Luria responded that she was not moving to impeach Trump, but simply to open an investigation.
“If we are going to do an inquiry, that is an investigation to find facts,” Luria said. “If you are saying we don’t have facts, then we need to do an investigation to find facts, and that is exactly what I am calling for.”
Her comments often triggered a roar of applause from the crowd as some waved American flags, and she received a few standing ovations. Others booed her answers or gave her the thumbs down. But Luria dispatched the questions with military precision.
“We have an election every two years, so if you don’t like who is representing you, you can vote them out of office,” she fired back at one point, contesting a claim that Democrats were engaged in a power grab.
Back in Washington, another day of turmoil over impeachment had just taken place, as Trump asked China to investigate Joe Biden’s son and insisted he did no wrong in requesting Ukraine to do the same.
Luria said it all reinforced her difficult decision to push for the probe. “I think it’s reprehensible, and I don’t think that we can allow it,” she told reporters before the town hall.
Since 2011, this area had been a Republican stronghold.
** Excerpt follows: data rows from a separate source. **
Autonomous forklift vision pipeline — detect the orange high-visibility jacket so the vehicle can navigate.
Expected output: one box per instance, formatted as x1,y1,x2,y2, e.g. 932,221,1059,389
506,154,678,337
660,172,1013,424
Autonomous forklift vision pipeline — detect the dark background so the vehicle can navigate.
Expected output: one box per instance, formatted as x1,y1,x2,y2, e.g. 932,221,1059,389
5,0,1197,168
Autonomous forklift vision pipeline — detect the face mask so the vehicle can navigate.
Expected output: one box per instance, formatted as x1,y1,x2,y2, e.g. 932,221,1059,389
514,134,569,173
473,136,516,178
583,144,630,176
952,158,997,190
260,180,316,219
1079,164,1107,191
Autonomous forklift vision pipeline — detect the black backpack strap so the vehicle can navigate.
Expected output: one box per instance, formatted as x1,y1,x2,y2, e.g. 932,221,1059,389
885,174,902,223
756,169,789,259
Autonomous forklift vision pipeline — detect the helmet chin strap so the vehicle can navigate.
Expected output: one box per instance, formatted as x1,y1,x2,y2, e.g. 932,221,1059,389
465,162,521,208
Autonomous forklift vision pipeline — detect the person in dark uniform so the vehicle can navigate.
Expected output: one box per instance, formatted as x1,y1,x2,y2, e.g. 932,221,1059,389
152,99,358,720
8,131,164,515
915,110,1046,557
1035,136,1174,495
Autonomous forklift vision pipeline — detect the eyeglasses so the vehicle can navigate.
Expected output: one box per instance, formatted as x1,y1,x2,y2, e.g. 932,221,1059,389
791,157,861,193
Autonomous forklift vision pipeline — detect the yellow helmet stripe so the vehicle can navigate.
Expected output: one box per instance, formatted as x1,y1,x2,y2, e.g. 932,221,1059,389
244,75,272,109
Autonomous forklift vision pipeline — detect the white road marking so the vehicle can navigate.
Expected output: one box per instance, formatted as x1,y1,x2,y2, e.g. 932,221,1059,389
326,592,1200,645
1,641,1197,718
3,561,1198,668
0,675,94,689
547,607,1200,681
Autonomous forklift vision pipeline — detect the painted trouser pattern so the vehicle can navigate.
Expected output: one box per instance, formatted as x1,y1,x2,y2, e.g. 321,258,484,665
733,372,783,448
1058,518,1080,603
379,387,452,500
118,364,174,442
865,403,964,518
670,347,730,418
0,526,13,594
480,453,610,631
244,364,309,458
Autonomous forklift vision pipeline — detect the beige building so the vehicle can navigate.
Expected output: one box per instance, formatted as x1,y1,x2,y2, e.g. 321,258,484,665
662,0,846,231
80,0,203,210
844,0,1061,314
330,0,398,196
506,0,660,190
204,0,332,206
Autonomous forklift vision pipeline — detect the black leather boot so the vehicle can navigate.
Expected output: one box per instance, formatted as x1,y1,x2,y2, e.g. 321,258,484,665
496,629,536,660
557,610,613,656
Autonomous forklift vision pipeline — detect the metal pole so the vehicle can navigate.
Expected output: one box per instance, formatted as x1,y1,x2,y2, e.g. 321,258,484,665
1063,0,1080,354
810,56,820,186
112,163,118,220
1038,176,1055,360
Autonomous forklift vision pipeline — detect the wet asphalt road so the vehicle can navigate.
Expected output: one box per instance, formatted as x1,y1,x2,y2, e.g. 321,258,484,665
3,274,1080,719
Her suburban waterfront district is dominated by Norfolk Naval Station and home to one of the country’s largest veteran populations. Navy ships cut across the water and fighter jets through the air. Trump won the district by three percentage points in 2016. But last year, a national Democratic wave fueled by women and minorities angered by Trump helped Luria upset Taylor.
The White House reportedly plans to target voters in moderate districts such as Luria’s to rally support for the president.
Pelosi feared such problems in swing districts when she for months remained hesitant to go for a formal impeachment inquiry, opting for a more gradual approach through the courts and ongoing congressional probes. But the op-ed by Luria and other lawmakers helped spur Pelosi to move.
Luria said she texted other women in a close-knit group of former military and CIA officers — self-dubbed “The Badasses” — to let them know she planned to come forward on impeachment.
Taylor did not attend Luria’s town hall meeting. Reached in Bogotá, Colombia, where he spoke at a conservative conference, he said it was “disgusting” for Luria to use her military credentials to justify her decision.
“It’s irresponsible, it’s divisive, and it tells her voters that their votes are irrelevant,” Taylor said.
Across her district, people who weren’t burned out on Washington controversy had polarized views on Trump’s impeachment. Behind the cash register at a store selling flip flops near the Virginia Beach boardwalk, Janae DeSantis, a single mother and personal trainer, said she had stopped watching politics, just as she had her favorite reality TV shows.
“As long as it keeps getting popular ratings, they will keep it around,” she said of the impeachment frenzy. “ ‘American Idol’ is still playing and that should have been off the air years ago.”
In York County, the most Republican part of the district, people were quicker to criticize Biden, Pelosi, or House Intelligence Committee Chairman Adam Schiff than Trump.
Junior Cox, 73, owns Coxton’s Gold Team Collision Center body shop, one of the businesses to which Luria paid a surprise visit on Thursday. He said he did not talk with her about impeachment, but he was vehemently opposed to her decision on it. “All they do is scream and fight,” he said of Democrats and the impeachment inquiry. “They’re haters.”
But plenty of impeachment backers turned out at Luria’s town hall to show their support for her call for an inquiry, including some who had wanted her to do it earlier. Carol White, 73; Debbie Polak, 65; and Patti Wilson, 67, said they knocked on doors and registered voters in the 2018 campaign, and remained hopeful Luria will hold on to her seat.
“We have even more respect for her now,” Polak said.